Here is a simplified example of my problem:
struct User;
struct Community;
enum Actor {
User(User),
Community(Community),
}
trait Name {
fn name() -> &'static str;
}
impl Name for User {
fn name() -> &'static str { "/u/nutomic" }
}
impl Name for Community {
fn name() -> &'static str { "/c/rust " }
}
fn main() {
let actor = Actor::Community(Community);
println!("{}", actor.name());
}
As you may have noticed, this doesnt compile. The only solution I can think of is with a match. I want to avoid that because I have an enum with 30+ variants, and a trait with multiple methods.
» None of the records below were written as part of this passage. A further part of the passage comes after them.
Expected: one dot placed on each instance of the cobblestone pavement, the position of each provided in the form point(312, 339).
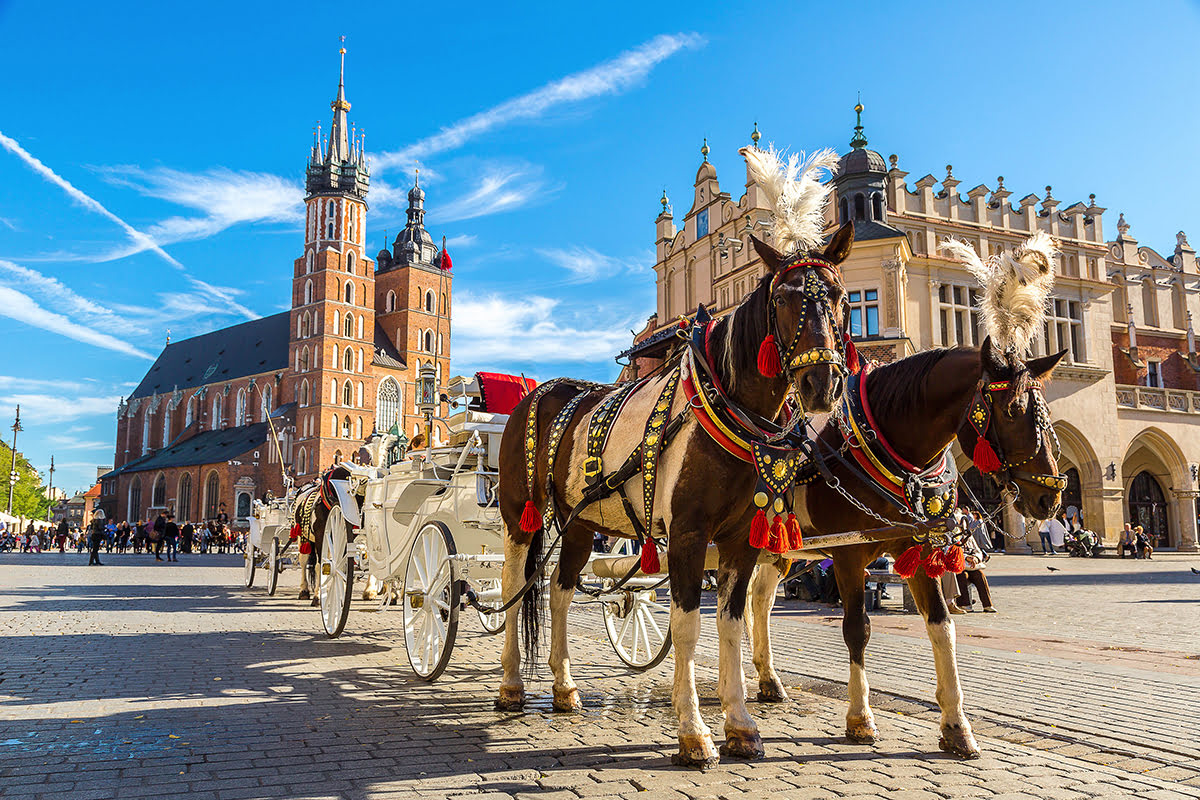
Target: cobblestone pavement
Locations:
point(142, 679)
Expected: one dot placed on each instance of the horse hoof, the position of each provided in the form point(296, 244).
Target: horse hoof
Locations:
point(742, 745)
point(959, 741)
point(568, 699)
point(696, 752)
point(772, 691)
point(510, 699)
point(862, 732)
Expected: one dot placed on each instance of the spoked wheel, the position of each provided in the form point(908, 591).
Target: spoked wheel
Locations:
point(491, 623)
point(249, 571)
point(430, 602)
point(273, 565)
point(336, 575)
point(639, 621)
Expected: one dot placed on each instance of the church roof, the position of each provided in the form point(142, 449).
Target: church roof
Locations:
point(205, 447)
point(247, 349)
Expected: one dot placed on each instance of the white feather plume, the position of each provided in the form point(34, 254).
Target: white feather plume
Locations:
point(795, 193)
point(1015, 288)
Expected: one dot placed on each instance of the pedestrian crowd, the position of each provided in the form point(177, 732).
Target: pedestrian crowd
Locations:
point(161, 536)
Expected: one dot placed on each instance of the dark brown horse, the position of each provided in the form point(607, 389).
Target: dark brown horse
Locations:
point(703, 493)
point(991, 402)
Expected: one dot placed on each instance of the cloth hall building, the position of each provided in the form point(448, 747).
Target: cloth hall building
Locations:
point(1125, 400)
point(195, 437)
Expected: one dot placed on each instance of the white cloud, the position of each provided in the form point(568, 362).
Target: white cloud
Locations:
point(502, 187)
point(493, 331)
point(609, 78)
point(586, 264)
point(23, 308)
point(55, 409)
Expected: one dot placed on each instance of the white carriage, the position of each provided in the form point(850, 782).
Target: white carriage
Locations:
point(431, 534)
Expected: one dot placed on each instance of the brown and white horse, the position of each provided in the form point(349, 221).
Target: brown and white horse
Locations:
point(703, 494)
point(919, 405)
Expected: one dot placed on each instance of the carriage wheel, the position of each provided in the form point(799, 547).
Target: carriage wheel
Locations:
point(249, 572)
point(491, 623)
point(335, 575)
point(430, 601)
point(273, 566)
point(639, 621)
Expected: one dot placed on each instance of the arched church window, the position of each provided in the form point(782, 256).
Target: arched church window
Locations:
point(387, 404)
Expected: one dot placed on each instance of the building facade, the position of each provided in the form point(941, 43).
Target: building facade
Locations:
point(1126, 397)
point(220, 419)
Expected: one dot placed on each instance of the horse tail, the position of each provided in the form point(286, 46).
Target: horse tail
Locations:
point(532, 609)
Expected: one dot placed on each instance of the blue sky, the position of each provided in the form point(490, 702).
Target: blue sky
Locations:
point(151, 155)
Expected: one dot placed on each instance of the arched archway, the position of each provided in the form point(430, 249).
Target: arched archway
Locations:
point(1157, 480)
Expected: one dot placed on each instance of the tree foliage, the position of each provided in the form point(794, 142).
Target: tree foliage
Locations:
point(29, 495)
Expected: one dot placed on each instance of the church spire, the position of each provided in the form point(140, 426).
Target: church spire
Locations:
point(339, 136)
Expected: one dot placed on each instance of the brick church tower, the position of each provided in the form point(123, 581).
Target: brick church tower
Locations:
point(331, 343)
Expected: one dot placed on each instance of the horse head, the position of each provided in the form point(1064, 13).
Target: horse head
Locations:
point(1009, 419)
point(805, 319)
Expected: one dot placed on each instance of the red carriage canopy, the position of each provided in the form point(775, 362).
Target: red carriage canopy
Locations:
point(501, 392)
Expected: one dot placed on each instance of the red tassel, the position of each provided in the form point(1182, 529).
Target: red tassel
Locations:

So that would be a huge match statement in each method, when the compiler should know that the enum variants all have the same trait.
So, do you know any way to make this work without match?
You are right, if you are using an enum for tons of different types, you pretty much have no choice but to use a match.
Actor to me there shouldn’t be an enum, but a parent trait or struct, that all of those implement, with a name function.
The reason I am using an enum is because I am deserializing this data with serde, which works perfectly as I only need to call
serde_json::from_str()
once. Without the enum, I would have to execute it once for every struct. In another case I am using the same pattern to deserialize into 30+ different structs, so I would need to callserde_json::from_str()
30+ times in the worst case, until I try the right struct.I guess generating the match with a macro is the best solution.
If you don’t care whether the public-facing type is a struct or an enum, you could make the enum private and use
#[serde(from="PrivateEnum")]
on the public struct.I dont care what the public type is, so that sounds perfect. But its not clear to me from the documentation how that attribute works. Do you happen to know an example?
Hmm… so you still need a single match block.